The document to search must first be converted to the tsvector, which involves searching through the document, parsing everything into tokens (numbers, words, hyphenated words, etc). This is done by a parser. These tokens are then passed through a series of dictionaries, which attempt to find a definition for the tokens being passed in. This includes stripping a word down to a root word, and obtaining a match off that.

For example, a simple doc may contain the text: “A banker visited the Moon-Base”. The tokens produced by the parser may be something like “A”, “banker”, “visited”, “the”, “Moon-Base”. Then the dictionaries will likely resolve “banker” to the root “bank”, and it may split up “Moon-Base” into “moon” and “base”. It would also simply remove the stop words –  common words that are likely of no use (“A”, “the”…). The result of the dictionary is a set of lexemes, which just mean a normalized token. These are stored in the tsvector.

Then a query can be run against the vector to see if it matches. The tsquery can take in the standard operators (NOT, AND, OR). So something like ‘(moon | sun) & (visiting) & !gibberish’ might match, but ‘(star && moon)’ would not. There is also a ‘FOLLOWED BY’ operator (<->), to check if one word follows another. So the query ‘base <-> moon’ would not match, but ‘moon <-> base’ would.
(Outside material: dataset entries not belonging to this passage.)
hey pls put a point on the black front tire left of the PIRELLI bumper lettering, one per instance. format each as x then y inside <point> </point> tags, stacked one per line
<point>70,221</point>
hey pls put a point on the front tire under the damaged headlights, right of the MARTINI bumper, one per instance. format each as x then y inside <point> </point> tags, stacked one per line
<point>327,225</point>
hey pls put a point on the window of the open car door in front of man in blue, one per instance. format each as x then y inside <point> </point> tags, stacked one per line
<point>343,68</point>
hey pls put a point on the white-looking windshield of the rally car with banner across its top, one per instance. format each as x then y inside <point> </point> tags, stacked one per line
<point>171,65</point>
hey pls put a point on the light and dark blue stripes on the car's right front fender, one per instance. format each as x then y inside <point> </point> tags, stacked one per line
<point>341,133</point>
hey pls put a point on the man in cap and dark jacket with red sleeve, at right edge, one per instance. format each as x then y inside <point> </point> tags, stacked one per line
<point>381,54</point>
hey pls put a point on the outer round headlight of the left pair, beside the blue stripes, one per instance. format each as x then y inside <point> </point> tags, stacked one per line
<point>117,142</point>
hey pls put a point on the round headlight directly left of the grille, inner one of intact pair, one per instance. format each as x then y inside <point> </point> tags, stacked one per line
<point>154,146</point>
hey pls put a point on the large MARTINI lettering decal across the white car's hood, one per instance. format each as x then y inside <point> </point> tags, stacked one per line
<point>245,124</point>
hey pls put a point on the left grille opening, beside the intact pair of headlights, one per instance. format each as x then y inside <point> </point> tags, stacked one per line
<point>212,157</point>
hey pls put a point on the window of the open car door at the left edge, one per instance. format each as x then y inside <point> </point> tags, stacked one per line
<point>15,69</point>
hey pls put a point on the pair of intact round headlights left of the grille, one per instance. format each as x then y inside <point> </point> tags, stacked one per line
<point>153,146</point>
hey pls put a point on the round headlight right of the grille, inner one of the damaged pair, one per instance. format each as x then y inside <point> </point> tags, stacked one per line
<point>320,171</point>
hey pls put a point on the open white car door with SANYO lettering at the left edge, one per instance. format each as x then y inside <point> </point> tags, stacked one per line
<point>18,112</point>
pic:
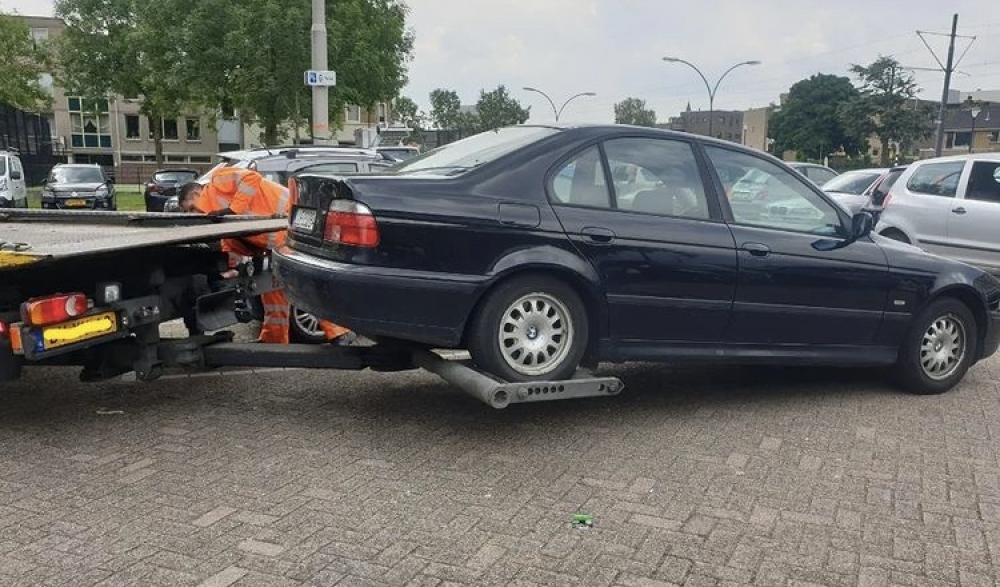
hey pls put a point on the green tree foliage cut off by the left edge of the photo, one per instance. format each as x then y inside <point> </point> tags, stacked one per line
<point>21,64</point>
This is just a very simple example and explanation of what it’s capable of. The best part is that this is very applicable to my Quizipedia application, and some of the terms I’ve learned about are even things that I’ve been implementing on a small-scale on my own. For example, I’ve created a list of “common words” that automatically get ignored by the relevant word algorithm. This is essentially what the dictionaries do when they catch stop words. So I will definitely be exploring this topic a lot more, and hopefully applying it to my current and future projects.